There are some downsides of course, this leaves the potential of bugs in the scripts that make it not idempotent or not safe to re-run, and the only thing I can do is try to make sure they don’t happen, and if they do, identify and fix these bugs when they happen. The next step is probably to have some kind of testing process and environment (preferably automated) but now I’m really getting into the weeds. But at least I don’t really have any concerns that my system is undocumented anymore. I can quickly reference almost anything it’s doing or how it’s set up. That said, one other risk is that the system of scripts and automation becomes so complex that they start being too complex to quickly untangle, and at that point I’ll need better documentation for them. And ultimately you get into a circle of how do you validate the things your scripts are doing are actually working and doing what you expect them to do and that nothing is being missed, and usually you run back into the same ideas that doomed your documentation from the start, consistency and accuracy.

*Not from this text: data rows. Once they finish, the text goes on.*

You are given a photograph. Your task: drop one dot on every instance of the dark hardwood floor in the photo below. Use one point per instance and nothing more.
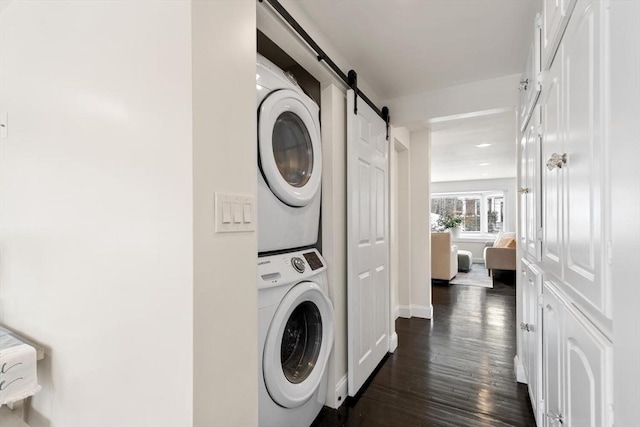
(453, 370)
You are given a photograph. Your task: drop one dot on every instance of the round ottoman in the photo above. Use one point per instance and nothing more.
(465, 259)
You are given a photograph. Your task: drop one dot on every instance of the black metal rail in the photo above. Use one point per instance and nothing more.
(350, 80)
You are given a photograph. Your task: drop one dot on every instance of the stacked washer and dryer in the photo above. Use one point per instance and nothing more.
(295, 316)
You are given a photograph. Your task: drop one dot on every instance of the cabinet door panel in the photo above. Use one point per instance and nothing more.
(584, 144)
(523, 184)
(533, 286)
(552, 136)
(552, 355)
(588, 368)
(555, 15)
(533, 187)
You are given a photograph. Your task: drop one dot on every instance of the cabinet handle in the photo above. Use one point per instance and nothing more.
(555, 417)
(524, 84)
(556, 161)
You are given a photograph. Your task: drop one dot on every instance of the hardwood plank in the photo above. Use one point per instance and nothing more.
(453, 370)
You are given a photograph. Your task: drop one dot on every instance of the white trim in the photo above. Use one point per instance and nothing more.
(421, 311)
(340, 394)
(518, 370)
(393, 342)
(404, 311)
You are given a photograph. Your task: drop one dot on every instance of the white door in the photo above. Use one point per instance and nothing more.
(552, 134)
(533, 187)
(588, 374)
(553, 357)
(584, 144)
(367, 242)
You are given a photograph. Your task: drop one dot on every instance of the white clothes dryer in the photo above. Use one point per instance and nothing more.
(289, 161)
(295, 338)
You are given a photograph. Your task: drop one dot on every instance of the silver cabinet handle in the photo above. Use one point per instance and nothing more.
(556, 161)
(524, 84)
(555, 417)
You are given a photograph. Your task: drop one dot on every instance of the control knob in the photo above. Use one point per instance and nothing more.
(298, 264)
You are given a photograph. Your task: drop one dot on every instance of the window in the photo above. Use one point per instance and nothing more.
(481, 212)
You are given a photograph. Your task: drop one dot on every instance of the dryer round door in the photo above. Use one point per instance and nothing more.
(289, 148)
(298, 344)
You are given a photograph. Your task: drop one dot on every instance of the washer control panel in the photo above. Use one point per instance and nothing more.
(298, 264)
(292, 267)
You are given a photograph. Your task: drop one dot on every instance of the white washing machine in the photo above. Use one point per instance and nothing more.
(295, 338)
(289, 161)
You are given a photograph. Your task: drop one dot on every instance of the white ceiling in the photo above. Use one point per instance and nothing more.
(456, 157)
(405, 47)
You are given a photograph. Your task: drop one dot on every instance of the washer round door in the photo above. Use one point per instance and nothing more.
(289, 148)
(298, 344)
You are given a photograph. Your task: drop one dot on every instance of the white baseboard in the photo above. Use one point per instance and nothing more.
(421, 311)
(404, 311)
(393, 342)
(518, 370)
(341, 393)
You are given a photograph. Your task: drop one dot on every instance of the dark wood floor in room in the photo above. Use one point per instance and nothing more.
(453, 370)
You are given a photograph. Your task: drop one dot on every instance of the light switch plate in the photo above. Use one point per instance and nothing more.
(234, 213)
(4, 125)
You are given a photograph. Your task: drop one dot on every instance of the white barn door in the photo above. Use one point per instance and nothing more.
(367, 242)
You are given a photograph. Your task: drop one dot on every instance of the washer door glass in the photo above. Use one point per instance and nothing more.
(289, 149)
(301, 342)
(292, 149)
(297, 345)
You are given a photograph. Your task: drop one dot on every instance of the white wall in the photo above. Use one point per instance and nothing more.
(400, 218)
(625, 207)
(334, 231)
(224, 160)
(96, 206)
(420, 237)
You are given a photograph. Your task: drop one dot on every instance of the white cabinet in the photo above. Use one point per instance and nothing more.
(531, 334)
(573, 148)
(555, 16)
(577, 367)
(529, 222)
(566, 331)
(530, 80)
(552, 358)
(550, 107)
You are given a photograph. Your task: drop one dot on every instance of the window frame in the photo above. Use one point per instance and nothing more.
(484, 196)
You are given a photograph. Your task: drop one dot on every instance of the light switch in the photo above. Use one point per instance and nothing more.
(226, 213)
(247, 213)
(233, 213)
(237, 213)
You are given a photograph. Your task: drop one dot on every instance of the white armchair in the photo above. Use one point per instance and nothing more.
(444, 257)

It also opens an attack vector, where somebody gaining access to these scripts not only gains all the most detailed knowledge of how your system is configured but also the potential to inject commands into those scripts and run them anywhere, so you have to make sure to treat these scripts and systems like the crown jewels they are. If they are compromised, you are in serious trouble.

By now I have of course realized (and you all probably have too) that I have independently re-invented infrastructure-as-code. There are tools and systems (ansible and terraform come to mind) to help you do this, and at some point I may decide to take advantage of them but personally I’m not there yet. Maybe soon. If you want to skip the intermediate steps I did, you might even be able to skip directly to that approach. But personally I think there is value in the process, it helps defining your needs and building your understanding that there really isn’t anything magical going on behind the scenes and that may help prevent these tools from turning into a black box which isn’t actually going to help you understand your system.

Do I have a perfect system? Of course not. In a lot of ways it’s probably horrific and I’m sure there are more experienced professionals out there cringing or perhaps already furiously warming up their keyboards. But I learned a lot, understand a lot more than I did when I started, and you can too. Maybe you’ll follow the same path I did, maybe you won’t. But you’ll get there.